I didn’t preach this Pentecost.
Instead, my congregation graciously supported my taking a Sunday off, so that we could attend birthday parties and ballet recitals for our girls. At first it was strange not to preach on the culmination of the Eastertide season, but then I thought about the revelation and inspiration that can come when we change our routine and encounter something different.
I don’t think those gathered expected the rush of wind or the fiery flames to come and rest above their heads, nor did they anticipate being able to speak in different languages once things had settled down a bit. No, I think that even though the text tells us that it was the Day of Pentecost, those who were about to experience the Spirit of God coming down had no idea what was about to happen.
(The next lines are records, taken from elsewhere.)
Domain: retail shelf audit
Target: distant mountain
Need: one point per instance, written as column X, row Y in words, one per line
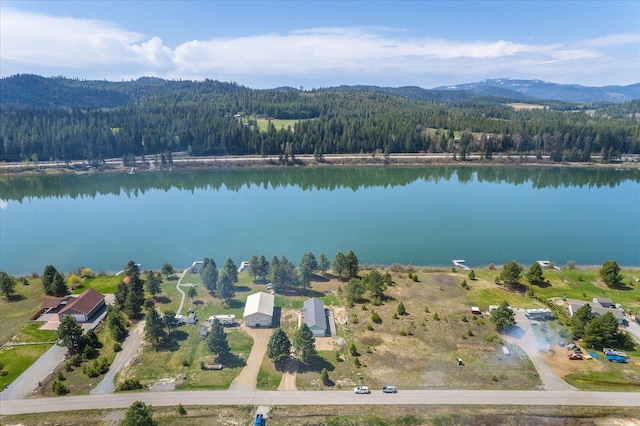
column 542, row 90
column 30, row 90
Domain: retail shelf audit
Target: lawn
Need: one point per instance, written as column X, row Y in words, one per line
column 76, row 380
column 184, row 358
column 15, row 313
column 16, row 359
column 31, row 333
column 105, row 284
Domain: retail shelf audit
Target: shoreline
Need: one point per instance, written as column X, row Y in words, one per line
column 185, row 162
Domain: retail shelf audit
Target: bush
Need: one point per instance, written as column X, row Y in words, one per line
column 129, row 384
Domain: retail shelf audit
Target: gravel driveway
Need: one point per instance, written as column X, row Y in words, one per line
column 248, row 377
column 129, row 348
column 524, row 337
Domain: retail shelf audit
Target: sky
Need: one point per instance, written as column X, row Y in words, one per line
column 314, row 44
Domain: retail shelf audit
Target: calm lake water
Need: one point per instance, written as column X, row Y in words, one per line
column 419, row 215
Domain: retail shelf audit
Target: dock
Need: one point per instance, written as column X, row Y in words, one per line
column 461, row 264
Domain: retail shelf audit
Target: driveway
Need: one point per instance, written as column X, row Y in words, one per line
column 524, row 336
column 129, row 348
column 39, row 371
column 248, row 377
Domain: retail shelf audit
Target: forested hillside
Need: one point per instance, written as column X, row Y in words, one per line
column 62, row 119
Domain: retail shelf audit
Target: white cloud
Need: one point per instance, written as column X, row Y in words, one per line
column 98, row 49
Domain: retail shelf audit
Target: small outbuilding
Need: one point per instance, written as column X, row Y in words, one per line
column 315, row 316
column 258, row 311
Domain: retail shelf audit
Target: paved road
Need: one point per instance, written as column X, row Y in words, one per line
column 271, row 398
column 39, row 370
column 248, row 377
column 533, row 345
column 129, row 348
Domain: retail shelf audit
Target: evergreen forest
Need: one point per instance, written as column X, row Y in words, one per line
column 61, row 119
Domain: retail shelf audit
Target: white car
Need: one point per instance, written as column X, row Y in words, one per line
column 361, row 389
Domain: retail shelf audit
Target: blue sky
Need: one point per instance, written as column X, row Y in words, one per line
column 263, row 44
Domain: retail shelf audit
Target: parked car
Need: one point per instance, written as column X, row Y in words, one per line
column 361, row 389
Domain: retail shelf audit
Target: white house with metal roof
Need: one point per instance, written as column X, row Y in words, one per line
column 315, row 316
column 258, row 311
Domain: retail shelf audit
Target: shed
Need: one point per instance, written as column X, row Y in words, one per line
column 315, row 316
column 204, row 331
column 84, row 306
column 258, row 311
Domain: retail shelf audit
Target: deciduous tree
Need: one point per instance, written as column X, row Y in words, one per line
column 209, row 275
column 167, row 269
column 70, row 335
column 154, row 327
column 139, row 414
column 510, row 274
column 610, row 274
column 7, row 284
column 503, row 317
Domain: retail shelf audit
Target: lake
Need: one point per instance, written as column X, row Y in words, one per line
column 425, row 216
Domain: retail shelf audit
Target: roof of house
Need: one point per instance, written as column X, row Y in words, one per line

Perhaps it is because of my own story of how I entered into ministry that was so unexpected and sudden that I identify so strongly with this unexpected turn of events; or perhaps it’s because for the past three years I was surrounded by classmates who had similar stories. The unexpected twists and turns of the gospel message allow room for anything to happen.
For some, I am sure that’s a scary proposition. One worth hiding from and even running from.
For some, it is the most exciting part of the story. One worth hoping for and striving for.
Pentecost for me is the reminder that the divine is mysterious and powerful and still has the ability to knock the wind out of us and change every word that comes out of our mouths. May the spirit-filled air envelope us all.